David Lipton, a former adviser to Obama, spent five weeks as a special adviser to Christine Lagarde, the new IMF managing director, before starting as her first deputy this month.
Jackson Hole
Lipton played a substantial role in drafting a speech Lagarde gave at the Federal Reserve’s annual forum in Jackson Hole, Wyoming, according to three IMF officials who declined to be named because the information isn’t public.
“Mr. Lipton was among various people who offered comments on speech drafts,” IMF spokesman William Murray said in an e- mail response to a question about Lipton’s role.
Lagarde said in the speech that European banks should be forced to build up their capital to prevent the continent’s debt crisis from infecting more countries.
Without an “urgent” recapitalization, “we could easily see the further spread of economic weakness to core countries, or even a debilitating liquidity crisis,” said Lagarde, a former French finance minister.
Lipton held various positions in the 1990s at the Treasury, where he worked with Geithner in the international affairs division.

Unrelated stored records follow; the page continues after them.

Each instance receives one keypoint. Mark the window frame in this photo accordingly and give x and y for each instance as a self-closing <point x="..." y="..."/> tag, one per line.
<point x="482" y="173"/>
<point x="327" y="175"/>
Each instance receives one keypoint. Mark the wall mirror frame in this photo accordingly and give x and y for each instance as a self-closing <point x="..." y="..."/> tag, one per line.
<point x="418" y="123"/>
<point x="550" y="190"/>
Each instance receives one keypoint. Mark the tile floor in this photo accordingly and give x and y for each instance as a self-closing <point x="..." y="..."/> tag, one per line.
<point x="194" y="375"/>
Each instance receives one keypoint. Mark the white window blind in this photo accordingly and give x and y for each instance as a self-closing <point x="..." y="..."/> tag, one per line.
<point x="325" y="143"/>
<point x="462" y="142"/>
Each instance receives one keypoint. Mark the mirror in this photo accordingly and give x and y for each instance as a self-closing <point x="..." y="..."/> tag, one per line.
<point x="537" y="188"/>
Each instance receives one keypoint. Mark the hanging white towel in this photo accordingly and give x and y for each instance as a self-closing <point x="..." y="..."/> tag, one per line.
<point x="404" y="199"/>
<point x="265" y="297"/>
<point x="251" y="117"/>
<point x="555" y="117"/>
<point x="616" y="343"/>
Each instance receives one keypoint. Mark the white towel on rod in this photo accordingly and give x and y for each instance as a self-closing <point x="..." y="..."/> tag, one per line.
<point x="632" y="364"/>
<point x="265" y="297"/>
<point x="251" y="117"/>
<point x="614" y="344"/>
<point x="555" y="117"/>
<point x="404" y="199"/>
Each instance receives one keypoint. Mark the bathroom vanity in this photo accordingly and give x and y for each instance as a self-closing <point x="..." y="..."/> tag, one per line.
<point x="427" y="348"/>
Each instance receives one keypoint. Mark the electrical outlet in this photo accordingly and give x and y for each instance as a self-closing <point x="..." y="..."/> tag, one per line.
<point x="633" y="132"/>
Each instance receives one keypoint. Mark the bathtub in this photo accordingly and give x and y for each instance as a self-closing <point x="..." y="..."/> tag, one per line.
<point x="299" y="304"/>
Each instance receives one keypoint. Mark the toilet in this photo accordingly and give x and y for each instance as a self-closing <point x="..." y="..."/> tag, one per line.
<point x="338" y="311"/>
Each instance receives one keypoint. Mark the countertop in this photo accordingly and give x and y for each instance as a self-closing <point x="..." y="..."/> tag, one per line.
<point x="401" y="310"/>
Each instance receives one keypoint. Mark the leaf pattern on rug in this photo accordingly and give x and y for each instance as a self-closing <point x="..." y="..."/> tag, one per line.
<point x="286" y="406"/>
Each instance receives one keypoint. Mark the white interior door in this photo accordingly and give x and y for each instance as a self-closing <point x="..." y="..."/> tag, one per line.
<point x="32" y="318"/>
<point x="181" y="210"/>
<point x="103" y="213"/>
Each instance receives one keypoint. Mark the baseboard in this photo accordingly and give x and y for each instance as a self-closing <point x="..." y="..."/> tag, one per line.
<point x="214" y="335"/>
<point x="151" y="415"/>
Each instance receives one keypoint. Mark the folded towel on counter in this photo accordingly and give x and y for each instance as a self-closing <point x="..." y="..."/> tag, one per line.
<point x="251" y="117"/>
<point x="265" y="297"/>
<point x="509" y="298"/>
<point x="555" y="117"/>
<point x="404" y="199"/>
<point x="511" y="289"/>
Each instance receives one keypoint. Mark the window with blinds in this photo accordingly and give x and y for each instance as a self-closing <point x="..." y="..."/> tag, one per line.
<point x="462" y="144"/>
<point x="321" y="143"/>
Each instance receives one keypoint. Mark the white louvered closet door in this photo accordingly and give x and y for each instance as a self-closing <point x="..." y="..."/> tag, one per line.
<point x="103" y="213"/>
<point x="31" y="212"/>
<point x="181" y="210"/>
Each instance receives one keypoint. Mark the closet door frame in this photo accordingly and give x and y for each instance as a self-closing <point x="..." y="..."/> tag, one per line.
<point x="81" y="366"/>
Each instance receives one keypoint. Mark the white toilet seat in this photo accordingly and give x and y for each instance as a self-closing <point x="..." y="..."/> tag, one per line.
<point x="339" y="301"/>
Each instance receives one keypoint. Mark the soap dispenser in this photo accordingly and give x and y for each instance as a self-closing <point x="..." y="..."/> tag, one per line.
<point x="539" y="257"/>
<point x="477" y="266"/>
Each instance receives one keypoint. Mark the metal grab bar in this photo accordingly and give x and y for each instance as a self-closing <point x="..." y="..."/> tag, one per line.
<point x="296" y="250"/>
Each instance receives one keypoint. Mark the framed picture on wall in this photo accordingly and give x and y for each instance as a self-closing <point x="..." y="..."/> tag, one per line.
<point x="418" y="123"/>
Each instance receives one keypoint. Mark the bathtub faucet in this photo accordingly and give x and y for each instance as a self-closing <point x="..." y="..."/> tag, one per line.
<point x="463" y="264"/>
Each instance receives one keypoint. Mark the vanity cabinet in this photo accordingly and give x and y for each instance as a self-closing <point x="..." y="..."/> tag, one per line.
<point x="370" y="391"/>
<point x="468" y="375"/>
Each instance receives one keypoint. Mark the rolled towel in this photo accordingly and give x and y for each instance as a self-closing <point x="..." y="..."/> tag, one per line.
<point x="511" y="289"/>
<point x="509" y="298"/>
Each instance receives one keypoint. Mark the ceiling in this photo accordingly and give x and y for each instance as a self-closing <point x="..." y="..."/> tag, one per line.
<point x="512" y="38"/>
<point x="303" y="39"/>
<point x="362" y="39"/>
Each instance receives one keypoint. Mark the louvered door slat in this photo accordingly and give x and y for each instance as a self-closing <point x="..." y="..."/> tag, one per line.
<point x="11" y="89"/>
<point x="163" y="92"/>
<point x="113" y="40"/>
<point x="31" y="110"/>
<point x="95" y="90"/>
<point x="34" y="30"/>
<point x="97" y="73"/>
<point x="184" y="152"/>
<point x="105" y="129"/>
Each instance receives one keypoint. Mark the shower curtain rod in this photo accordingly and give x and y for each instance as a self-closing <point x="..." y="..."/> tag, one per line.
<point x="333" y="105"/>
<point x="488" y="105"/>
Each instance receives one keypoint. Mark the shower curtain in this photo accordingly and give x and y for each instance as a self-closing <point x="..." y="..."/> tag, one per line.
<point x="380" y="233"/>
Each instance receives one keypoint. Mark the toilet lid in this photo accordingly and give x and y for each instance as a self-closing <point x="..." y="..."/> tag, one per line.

“The way the U.S. handled the financial crisis and the lessons learned from that could become a much more important part of the IMF message to Europe,” said Eswar Prasad, a senior fellow at the Brookings Institution in Washington and a professor at Cornell University in Ithaca, New York.
“Lipton has been very much a part of what’s been happening in terms of the financial system and broader recovery effects,” Prasad, a former head of the IMF’s financial studies division, said in an interview yesterday. “Almost certainly those lessons are going to be much more incorporated into the senior management’s thinking.”
The IMF and World Bank meet Sept. 23-25 in Washington.